Ces propos de Jan Švankmajer évoquent une première caractéristique importante des objets qui composent ses films et y agissent : il s’agit souvent d’objets du quotidien, détournés de leur fonction d’origine, représentés souvent dans un environnement réel39. Ces objets proviennent de la « collection » de l’artiste pour qui « tu dois d’abord devenir un collectionneur et seulement après un cinéaste40 ». Pour le théoricien du cinéma Pascal Vimenet, il s’agirait de l’une des « obsessions » qui régissent l’œuvre de l’artiste41. Son atelier à Prague évoque par ailleurs selon Vimenet, un cabinet de curiosités.42
L’idée de collection, associée à celle de l’accumulation, crée ainsi un premier lien entre la démarche de l’artiste et le concept du « cabinet de curiosités » qui semble traverser son œuvre et exprimer le rapport qu’il entretient aux objets. La nature même des objets collectionnés noue un lien iconographique avec la tradition des cabinets du xvie siècle, notamment par ses sculptures d’animaux hybrides43. Cette deuxième catégorie d’objets de la « collection » de Jan Švankmajer, composées de chimères et autres objets hybrides produits par l’artiste, associe matières organiques et créations de l’homme à la frontière entre une histoire naturelle et une pratique artistique. La créature hybride sans nom du film Alice (voir Figure 5.), est composée de trois types de squelettes : arêtes de poisson en guise de colonne, deux paires de pattes d’oiseau et un crâne désincarné de rongeur (un rat ?). Avec son bonnet à grelot, elle évoque un petit lutin malicieux. En effet ici, c’est un personnage à part entière, avec une garde‑robe rangée dans la petite armoire derrière lui. On y observe une créature dans son espace de vie, un décor, qui rappelle un diorama, ou peut-être, aussi, les boîtes de l’artiste contemporain Joseph Cornell, qui mêlent réalité et imaginaire44. L’idée de l’embaumement, qui demeure une manière d’éterniser des corps mais aussi de les objectifier de façon mystique, réapparait également à travers cette œuvre.

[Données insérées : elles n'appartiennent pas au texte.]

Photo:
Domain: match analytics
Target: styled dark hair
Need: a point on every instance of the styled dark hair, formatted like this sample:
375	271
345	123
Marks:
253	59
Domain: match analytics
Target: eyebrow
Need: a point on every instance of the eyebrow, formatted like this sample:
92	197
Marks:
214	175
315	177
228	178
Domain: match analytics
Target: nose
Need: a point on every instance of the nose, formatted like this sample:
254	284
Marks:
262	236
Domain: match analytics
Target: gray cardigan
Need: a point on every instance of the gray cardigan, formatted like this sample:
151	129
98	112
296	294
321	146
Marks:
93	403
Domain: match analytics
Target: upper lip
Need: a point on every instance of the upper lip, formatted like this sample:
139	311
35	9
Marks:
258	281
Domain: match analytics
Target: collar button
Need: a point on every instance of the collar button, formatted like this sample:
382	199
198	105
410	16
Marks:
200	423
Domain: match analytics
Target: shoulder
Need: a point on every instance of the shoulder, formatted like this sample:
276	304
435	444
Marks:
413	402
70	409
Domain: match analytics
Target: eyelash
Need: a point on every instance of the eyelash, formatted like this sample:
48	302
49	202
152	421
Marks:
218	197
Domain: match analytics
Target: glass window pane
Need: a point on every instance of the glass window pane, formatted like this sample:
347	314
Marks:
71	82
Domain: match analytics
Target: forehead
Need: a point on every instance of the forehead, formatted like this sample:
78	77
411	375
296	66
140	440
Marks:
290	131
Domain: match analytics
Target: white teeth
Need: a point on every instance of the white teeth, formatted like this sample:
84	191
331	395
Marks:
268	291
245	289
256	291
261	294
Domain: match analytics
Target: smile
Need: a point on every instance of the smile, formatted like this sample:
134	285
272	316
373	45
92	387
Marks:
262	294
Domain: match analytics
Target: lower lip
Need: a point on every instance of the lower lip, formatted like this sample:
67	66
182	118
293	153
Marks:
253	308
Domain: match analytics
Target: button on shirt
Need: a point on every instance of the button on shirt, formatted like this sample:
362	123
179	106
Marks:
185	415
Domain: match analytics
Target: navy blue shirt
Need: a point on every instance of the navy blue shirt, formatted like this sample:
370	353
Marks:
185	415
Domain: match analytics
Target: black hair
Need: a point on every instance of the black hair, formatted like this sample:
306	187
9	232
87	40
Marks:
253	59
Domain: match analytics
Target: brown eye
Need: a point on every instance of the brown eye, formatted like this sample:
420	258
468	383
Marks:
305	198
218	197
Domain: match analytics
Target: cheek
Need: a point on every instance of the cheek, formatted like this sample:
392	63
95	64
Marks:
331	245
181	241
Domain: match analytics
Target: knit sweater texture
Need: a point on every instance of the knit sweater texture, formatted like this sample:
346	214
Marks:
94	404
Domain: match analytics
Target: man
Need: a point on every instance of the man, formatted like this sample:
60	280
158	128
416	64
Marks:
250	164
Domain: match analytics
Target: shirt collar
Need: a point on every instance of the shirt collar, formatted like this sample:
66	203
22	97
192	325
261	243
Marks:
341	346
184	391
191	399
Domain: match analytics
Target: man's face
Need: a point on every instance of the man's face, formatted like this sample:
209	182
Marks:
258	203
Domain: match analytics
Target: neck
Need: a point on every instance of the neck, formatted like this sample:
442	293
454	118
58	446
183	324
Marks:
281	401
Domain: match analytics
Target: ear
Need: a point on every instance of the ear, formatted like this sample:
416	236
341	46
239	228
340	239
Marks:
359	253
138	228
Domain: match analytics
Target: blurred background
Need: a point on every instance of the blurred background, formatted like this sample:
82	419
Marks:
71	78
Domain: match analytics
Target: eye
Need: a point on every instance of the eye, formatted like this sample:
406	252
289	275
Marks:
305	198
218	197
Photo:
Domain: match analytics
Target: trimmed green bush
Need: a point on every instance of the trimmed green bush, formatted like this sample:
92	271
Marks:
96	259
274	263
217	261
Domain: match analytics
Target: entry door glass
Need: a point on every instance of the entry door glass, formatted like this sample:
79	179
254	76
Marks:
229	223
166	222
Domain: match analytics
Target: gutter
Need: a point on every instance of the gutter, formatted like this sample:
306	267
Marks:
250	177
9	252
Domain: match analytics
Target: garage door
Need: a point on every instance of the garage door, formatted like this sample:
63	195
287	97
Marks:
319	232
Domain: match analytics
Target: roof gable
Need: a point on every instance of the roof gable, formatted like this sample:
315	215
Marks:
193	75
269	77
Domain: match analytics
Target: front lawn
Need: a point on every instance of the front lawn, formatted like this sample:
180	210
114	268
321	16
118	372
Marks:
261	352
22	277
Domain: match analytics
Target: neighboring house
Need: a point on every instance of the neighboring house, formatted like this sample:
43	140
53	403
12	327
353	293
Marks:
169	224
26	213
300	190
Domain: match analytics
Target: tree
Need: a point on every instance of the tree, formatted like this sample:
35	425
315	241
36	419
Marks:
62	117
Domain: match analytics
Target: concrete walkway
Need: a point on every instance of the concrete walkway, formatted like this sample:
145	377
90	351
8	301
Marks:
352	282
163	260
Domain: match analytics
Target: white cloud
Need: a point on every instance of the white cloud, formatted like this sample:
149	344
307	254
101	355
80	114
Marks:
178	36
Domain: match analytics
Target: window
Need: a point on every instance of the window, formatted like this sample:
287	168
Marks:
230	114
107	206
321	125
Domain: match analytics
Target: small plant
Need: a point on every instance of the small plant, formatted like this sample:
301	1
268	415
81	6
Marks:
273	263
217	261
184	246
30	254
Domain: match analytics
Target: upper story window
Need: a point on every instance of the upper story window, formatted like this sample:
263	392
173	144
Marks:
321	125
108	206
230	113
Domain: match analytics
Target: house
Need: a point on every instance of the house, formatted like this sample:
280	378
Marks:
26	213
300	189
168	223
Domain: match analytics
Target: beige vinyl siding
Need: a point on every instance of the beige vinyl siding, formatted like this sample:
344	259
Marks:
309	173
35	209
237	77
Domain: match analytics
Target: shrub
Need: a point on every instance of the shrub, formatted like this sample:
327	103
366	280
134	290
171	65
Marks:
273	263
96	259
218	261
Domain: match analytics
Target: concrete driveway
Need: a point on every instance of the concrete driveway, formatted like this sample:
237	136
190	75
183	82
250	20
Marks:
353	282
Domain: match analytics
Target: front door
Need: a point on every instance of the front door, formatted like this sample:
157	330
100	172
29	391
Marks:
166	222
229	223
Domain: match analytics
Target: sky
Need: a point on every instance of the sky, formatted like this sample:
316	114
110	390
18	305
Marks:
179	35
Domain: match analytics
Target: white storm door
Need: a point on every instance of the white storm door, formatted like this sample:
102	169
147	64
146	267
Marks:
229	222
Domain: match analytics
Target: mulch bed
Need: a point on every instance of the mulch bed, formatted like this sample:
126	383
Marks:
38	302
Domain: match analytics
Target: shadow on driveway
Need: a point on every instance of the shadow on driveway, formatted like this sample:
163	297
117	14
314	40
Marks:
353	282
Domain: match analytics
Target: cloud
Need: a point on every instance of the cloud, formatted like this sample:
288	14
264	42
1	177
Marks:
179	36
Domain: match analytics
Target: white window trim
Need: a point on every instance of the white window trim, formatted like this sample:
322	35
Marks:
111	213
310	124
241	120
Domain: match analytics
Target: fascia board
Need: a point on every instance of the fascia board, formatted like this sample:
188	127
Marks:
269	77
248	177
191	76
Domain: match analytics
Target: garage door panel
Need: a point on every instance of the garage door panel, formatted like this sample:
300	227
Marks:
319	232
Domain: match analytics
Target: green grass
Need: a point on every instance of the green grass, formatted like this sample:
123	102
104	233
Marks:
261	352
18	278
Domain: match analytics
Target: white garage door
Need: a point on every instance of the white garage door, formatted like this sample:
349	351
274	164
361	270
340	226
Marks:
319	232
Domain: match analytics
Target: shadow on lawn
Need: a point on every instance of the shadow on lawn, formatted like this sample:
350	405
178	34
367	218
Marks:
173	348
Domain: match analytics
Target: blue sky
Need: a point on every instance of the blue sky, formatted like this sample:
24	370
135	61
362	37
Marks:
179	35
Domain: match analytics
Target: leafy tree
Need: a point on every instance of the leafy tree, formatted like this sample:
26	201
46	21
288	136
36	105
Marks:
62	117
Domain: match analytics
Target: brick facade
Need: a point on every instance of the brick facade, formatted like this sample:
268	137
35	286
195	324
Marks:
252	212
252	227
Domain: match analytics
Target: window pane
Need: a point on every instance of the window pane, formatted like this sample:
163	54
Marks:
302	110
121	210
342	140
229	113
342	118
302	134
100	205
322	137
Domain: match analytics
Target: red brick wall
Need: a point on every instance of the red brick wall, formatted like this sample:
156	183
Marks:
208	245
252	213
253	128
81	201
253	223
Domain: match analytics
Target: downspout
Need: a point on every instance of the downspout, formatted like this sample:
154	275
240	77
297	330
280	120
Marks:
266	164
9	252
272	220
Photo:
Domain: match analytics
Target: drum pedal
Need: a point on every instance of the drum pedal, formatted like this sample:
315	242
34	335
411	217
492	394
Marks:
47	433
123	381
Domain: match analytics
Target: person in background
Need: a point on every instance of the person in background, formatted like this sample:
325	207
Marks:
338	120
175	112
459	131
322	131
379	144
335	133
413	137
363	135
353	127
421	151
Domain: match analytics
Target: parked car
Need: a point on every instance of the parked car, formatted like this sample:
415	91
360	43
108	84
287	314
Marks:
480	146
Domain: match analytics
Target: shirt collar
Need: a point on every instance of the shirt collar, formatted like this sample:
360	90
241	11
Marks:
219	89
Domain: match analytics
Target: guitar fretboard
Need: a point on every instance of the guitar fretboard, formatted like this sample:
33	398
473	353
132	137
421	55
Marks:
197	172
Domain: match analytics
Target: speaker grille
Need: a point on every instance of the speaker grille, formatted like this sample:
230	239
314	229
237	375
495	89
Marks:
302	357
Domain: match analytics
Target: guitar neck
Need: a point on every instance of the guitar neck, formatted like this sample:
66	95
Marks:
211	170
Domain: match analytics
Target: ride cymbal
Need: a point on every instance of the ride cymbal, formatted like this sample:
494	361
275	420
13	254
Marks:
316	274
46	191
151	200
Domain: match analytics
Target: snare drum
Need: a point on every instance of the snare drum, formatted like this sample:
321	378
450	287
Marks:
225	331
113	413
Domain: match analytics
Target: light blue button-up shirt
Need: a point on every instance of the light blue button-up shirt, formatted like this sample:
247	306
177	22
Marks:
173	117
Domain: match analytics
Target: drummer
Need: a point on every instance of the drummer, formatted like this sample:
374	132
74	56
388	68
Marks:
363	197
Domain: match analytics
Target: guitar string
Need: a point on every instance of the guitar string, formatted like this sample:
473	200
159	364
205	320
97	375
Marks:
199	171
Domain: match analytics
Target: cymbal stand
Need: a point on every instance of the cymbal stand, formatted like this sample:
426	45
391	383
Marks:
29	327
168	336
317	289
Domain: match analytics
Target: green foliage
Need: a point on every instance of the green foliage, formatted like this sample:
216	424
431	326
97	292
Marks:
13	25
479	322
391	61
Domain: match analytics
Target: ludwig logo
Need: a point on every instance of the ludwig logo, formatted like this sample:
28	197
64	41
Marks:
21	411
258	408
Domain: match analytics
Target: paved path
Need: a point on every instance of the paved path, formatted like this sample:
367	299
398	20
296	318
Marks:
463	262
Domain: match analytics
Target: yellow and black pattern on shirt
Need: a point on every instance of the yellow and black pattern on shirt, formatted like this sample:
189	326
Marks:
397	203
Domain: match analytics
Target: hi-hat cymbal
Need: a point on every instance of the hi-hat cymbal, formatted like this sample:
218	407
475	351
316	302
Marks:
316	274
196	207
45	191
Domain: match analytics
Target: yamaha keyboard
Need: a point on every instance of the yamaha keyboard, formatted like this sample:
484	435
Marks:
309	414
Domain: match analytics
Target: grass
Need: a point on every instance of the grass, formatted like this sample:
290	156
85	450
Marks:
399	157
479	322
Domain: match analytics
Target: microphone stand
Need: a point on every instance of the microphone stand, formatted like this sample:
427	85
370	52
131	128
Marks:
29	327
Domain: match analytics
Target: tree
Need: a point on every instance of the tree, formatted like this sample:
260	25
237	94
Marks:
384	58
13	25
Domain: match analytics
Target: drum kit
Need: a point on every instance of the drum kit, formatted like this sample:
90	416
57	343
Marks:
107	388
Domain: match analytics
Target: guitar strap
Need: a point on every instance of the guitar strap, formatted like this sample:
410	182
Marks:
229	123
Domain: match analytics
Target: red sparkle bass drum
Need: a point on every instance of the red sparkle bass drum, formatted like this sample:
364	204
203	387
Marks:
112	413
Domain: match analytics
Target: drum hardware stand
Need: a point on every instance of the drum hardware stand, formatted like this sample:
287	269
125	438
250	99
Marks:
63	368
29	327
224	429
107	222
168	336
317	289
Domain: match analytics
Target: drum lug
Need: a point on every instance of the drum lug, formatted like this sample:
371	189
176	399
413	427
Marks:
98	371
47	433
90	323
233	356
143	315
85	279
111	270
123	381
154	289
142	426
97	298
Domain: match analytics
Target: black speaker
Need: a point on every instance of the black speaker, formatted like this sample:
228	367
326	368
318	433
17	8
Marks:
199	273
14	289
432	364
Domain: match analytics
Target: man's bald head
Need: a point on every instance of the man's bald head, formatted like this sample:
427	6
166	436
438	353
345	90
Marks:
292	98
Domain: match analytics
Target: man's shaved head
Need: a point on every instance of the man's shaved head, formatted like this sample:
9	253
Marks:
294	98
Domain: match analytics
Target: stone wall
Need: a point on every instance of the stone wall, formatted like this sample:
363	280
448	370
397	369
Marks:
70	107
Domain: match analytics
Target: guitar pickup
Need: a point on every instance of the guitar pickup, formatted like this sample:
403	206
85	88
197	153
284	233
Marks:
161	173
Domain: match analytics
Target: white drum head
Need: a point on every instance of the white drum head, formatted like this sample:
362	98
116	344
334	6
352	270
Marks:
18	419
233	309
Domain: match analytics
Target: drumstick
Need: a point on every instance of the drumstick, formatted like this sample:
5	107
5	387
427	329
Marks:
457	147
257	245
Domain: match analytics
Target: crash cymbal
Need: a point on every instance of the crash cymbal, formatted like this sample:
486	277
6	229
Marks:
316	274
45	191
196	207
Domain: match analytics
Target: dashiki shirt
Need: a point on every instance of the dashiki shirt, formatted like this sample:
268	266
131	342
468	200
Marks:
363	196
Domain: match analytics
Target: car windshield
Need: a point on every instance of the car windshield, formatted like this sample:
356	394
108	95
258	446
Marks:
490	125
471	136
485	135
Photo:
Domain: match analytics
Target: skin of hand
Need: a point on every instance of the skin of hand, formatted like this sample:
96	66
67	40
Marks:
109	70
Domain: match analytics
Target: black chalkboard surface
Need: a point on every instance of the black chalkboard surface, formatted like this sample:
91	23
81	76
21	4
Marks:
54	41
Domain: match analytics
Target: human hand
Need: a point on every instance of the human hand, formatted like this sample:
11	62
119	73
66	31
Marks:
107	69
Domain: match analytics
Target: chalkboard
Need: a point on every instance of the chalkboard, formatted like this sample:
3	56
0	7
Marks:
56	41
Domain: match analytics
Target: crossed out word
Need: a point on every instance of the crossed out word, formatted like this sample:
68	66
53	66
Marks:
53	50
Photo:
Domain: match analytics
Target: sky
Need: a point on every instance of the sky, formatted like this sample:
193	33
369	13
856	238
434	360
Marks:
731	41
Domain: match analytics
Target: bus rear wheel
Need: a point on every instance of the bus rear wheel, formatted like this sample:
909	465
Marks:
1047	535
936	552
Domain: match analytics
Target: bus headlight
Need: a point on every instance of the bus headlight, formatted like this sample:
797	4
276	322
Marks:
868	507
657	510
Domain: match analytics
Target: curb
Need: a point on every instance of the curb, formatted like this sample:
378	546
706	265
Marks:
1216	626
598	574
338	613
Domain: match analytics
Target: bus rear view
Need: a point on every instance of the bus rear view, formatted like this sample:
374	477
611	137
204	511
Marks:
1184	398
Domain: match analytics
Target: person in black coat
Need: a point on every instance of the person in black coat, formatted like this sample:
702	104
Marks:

Ces sculptures rappellent que le premier terme employé pour décrire les cabinets de curiosités à la Renaissance, était celui de « Wunderkammer » (« chambre de merveilles45 »). Ce terme évoque le lien fort entre les objets réunis dans ces cabinets et l’imaginaire, celui qui consiste à « réanimer, peut‑être, la puissance onirique de l’évocation de l’enfance46».
Nous pouvons enfin souligner l’aspect hétéroclite des objets qu’il met en scène et la fascination qu’ils produisent. Chacun possède une caractéristique originale bien à lui, tandis que les objets hors norme renvoient à d’autres types de cabinets de curiosités, comme les « cabinets de raretés » ou de « singularités47 ». Le caractère étrange et composite des œuvres est également l’un des traits qui lierait Švankmajer au peintre de la cour de Prague, Giuseppe Arcimboldo (1527-1593), « le plus fameux concepteur de bizarreries48 ». Oublié au cours de l’histoire, il bénéficie d’un regain d’intérêt auprès des surréalistes qui contribuent à réintroduire son œuvre au xxe siècle49. Sa relation aux objets résonne en effet avec les préoccupations des surréalistes qui considèrent que chaque objet serait « potentiellement “chargé” par ce qu’il a vécu50 ».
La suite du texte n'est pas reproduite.